Sabarimala Reference : Live Updates From Supreme Court 9-Judge Bench [Day 5]
Dhavan: Sabarimala introduced it as a limitation. if its not a limitation then its fine. its a value which we must imbibe. So if we limit it to whether constitutional morality is a limitation or not, our task becomes easier.
Dhavan: refers to manoj narula case- Mr Dwivedi argued that if you have constitutional morality, the PM should get writ of corrupt ministers. court replied that its not a question of constitutional morality, its a question of constitutional trust. J Dipak Mishra's earlier view was to go under constitutional trust and not morality as he picked up later.
Dhavan: “Are constitutional values underlying the Constitution also modes of limitation on the rights and powers granted by the Constitution in addition to the limitation imbedded in the Constitution in respect of Fundamental Rights”

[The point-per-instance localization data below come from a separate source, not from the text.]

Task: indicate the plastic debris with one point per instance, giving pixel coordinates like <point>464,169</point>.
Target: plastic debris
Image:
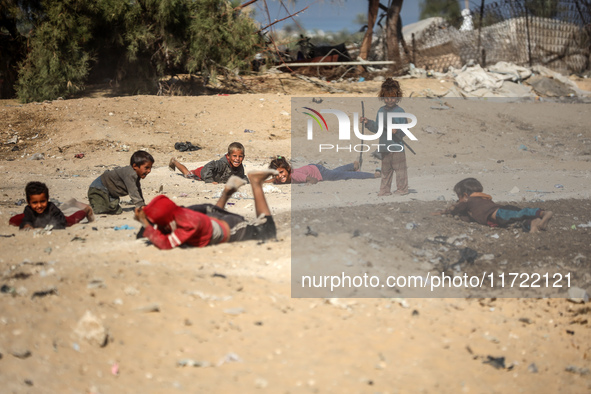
<point>497,362</point>
<point>123,227</point>
<point>577,295</point>
<point>268,188</point>
<point>91,328</point>
<point>187,362</point>
<point>311,232</point>
<point>37,156</point>
<point>229,358</point>
<point>186,146</point>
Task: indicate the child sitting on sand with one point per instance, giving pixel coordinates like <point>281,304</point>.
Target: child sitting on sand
<point>479,207</point>
<point>104,191</point>
<point>167,225</point>
<point>313,173</point>
<point>216,171</point>
<point>41,212</point>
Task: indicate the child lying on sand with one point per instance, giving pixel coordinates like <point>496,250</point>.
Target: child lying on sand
<point>479,207</point>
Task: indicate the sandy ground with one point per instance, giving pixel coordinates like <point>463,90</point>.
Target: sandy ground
<point>222,319</point>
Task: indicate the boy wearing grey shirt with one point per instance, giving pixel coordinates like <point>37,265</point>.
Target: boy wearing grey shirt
<point>104,192</point>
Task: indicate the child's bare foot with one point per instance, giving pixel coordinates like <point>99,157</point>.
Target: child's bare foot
<point>258,177</point>
<point>541,223</point>
<point>172,164</point>
<point>89,213</point>
<point>233,184</point>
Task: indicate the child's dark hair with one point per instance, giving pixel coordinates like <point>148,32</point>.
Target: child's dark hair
<point>280,162</point>
<point>34,188</point>
<point>468,186</point>
<point>235,146</point>
<point>390,88</point>
<point>140,158</point>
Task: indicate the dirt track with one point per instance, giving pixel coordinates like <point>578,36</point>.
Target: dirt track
<point>229,308</point>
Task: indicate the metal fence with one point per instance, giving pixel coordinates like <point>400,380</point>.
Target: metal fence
<point>558,37</point>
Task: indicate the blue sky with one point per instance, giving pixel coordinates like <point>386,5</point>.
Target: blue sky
<point>334,15</point>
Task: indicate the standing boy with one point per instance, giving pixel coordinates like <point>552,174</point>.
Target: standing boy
<point>41,212</point>
<point>104,192</point>
<point>217,171</point>
<point>391,151</point>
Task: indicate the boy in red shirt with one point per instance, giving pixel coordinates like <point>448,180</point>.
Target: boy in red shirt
<point>167,225</point>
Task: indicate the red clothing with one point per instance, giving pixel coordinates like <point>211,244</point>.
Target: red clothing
<point>479,207</point>
<point>197,172</point>
<point>176,225</point>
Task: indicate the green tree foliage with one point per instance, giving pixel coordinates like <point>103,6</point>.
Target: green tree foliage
<point>57,63</point>
<point>543,8</point>
<point>446,9</point>
<point>133,43</point>
<point>16,19</point>
<point>220,37</point>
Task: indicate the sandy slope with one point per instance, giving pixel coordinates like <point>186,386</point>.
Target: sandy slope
<point>229,306</point>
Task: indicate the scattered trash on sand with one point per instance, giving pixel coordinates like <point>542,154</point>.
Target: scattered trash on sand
<point>187,362</point>
<point>577,295</point>
<point>186,147</point>
<point>310,232</point>
<point>497,362</point>
<point>123,227</point>
<point>91,328</point>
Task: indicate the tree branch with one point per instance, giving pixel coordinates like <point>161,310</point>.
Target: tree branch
<point>282,19</point>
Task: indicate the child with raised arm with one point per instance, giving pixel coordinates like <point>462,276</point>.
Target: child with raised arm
<point>391,151</point>
<point>216,171</point>
<point>104,192</point>
<point>41,212</point>
<point>314,173</point>
<point>476,206</point>
<point>167,225</point>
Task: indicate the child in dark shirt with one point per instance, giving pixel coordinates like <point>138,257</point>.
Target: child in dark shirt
<point>479,207</point>
<point>314,173</point>
<point>41,212</point>
<point>104,191</point>
<point>167,225</point>
<point>216,171</point>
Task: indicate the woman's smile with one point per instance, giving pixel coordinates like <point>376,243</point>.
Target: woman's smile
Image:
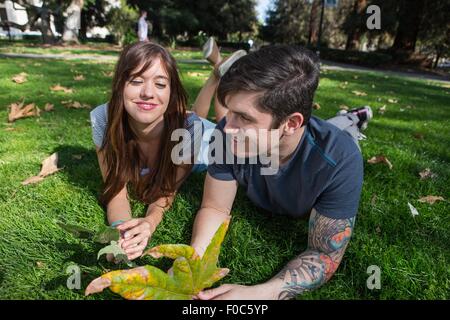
<point>146,106</point>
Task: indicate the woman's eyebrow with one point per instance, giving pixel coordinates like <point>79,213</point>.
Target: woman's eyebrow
<point>161,77</point>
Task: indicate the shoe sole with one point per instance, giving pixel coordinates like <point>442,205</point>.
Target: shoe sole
<point>208,47</point>
<point>223,68</point>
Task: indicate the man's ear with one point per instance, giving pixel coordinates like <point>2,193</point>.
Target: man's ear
<point>293,123</point>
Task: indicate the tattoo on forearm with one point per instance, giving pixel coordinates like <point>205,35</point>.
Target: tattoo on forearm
<point>327,241</point>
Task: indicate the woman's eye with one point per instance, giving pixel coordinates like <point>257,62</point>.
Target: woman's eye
<point>244,118</point>
<point>136,82</point>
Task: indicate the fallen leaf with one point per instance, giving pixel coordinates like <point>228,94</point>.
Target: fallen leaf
<point>194,74</point>
<point>20,78</point>
<point>380,159</point>
<point>75,105</point>
<point>17,111</point>
<point>49,166</point>
<point>374,199</point>
<point>58,87</point>
<point>427,174</point>
<point>413,210</point>
<point>48,107</point>
<point>191,274</point>
<point>359,93</point>
<point>431,199</point>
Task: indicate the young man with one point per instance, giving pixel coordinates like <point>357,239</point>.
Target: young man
<point>142,27</point>
<point>320,172</point>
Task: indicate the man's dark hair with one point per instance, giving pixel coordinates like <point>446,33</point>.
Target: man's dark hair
<point>286,76</point>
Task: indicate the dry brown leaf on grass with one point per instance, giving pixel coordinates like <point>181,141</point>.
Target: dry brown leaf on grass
<point>49,166</point>
<point>427,174</point>
<point>413,210</point>
<point>418,136</point>
<point>431,199</point>
<point>48,107</point>
<point>75,105</point>
<point>380,159</point>
<point>17,111</point>
<point>58,87</point>
<point>20,78</point>
<point>359,93</point>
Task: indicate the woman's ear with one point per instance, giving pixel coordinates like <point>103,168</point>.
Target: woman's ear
<point>293,123</point>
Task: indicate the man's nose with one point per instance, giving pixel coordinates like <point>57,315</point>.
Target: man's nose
<point>230,126</point>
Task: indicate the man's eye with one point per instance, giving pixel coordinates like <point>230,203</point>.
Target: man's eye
<point>244,118</point>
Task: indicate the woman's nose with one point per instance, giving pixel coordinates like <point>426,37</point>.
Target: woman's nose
<point>147,90</point>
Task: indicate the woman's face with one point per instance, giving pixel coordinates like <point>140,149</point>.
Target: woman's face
<point>147,96</point>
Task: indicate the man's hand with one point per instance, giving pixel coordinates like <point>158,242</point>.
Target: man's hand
<point>238,292</point>
<point>135,234</point>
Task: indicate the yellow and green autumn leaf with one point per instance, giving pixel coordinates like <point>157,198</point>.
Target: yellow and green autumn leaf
<point>190,275</point>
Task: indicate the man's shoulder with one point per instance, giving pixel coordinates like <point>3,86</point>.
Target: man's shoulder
<point>330,142</point>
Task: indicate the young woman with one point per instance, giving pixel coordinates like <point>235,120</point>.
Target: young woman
<point>132,136</point>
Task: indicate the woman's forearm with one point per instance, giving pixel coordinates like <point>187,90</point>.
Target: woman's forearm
<point>118,209</point>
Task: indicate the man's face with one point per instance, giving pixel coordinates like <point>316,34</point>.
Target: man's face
<point>249,128</point>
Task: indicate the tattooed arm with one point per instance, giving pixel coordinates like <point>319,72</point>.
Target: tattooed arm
<point>327,240</point>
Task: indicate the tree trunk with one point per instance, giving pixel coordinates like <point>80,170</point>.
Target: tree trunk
<point>408,28</point>
<point>313,23</point>
<point>72,22</point>
<point>47,34</point>
<point>354,36</point>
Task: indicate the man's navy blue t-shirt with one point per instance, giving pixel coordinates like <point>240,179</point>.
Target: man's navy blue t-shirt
<point>324,173</point>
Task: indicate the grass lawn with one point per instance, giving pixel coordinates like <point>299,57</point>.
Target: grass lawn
<point>412,252</point>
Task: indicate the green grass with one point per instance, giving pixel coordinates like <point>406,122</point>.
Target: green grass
<point>412,253</point>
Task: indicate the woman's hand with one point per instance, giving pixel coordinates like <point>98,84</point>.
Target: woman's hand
<point>135,234</point>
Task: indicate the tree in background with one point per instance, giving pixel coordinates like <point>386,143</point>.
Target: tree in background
<point>121,22</point>
<point>39,17</point>
<point>287,22</point>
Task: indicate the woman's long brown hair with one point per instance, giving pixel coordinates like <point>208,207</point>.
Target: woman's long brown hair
<point>120,146</point>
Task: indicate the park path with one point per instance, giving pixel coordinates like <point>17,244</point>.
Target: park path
<point>326,65</point>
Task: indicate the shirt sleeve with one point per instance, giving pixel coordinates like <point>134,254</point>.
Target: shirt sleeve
<point>99,121</point>
<point>340,199</point>
<point>217,167</point>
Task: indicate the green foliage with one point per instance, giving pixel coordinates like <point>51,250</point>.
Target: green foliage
<point>121,21</point>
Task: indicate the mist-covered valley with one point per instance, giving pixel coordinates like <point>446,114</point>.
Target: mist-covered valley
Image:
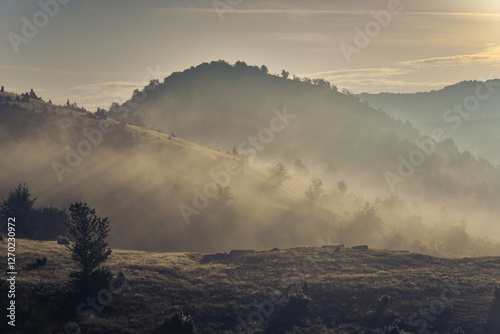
<point>193,164</point>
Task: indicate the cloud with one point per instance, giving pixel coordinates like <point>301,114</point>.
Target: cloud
<point>57,71</point>
<point>490,55</point>
<point>280,11</point>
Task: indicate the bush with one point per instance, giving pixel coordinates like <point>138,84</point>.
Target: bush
<point>62,240</point>
<point>41,261</point>
<point>177,323</point>
<point>289,314</point>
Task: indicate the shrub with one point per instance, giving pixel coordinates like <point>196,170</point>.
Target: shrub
<point>62,240</point>
<point>385,299</point>
<point>41,261</point>
<point>177,323</point>
<point>289,314</point>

The narrower question is whether such values can be read as limitations to the freedom of religion provisions using the term ‘morality’ in Article 25 and 26 as a vehicle to incorporate such limitations.
Dhavan: on morality-as citizens we must have constitutional morality but when it comes to officers and state officials, they must have institutional morality also.
J Nagarathna: so there must be a belief but rationality or otherwise can't be gone into? it can't be a matter of judicial review?
Dhavan: no
Dhavan: There is a need for threshold test because then anybody will come and say this is my religion. Refers to Bijoe Emmanel-you must have a belief and it must be held bonafide.
refers to england case: R. (Williamson) v Secretary of State for Education and Employment: “When the genuineness of a claimant's professed belief is an issue in the proceedings the court will inquire into and decide this issue as a question of fact. This is a limited inquiry. The court is concerned to ensure an assertion of religious belief is made in good faith: 'neither fictitious, nor capricious, and that it is not an artifice', to adopt the felicitous phrase of Iacobucci J in the decision of the Supreme Court of Canada in Syndicat Northcrest v Amselem (2004) 241 DLR (4th) 1, 27, para 52.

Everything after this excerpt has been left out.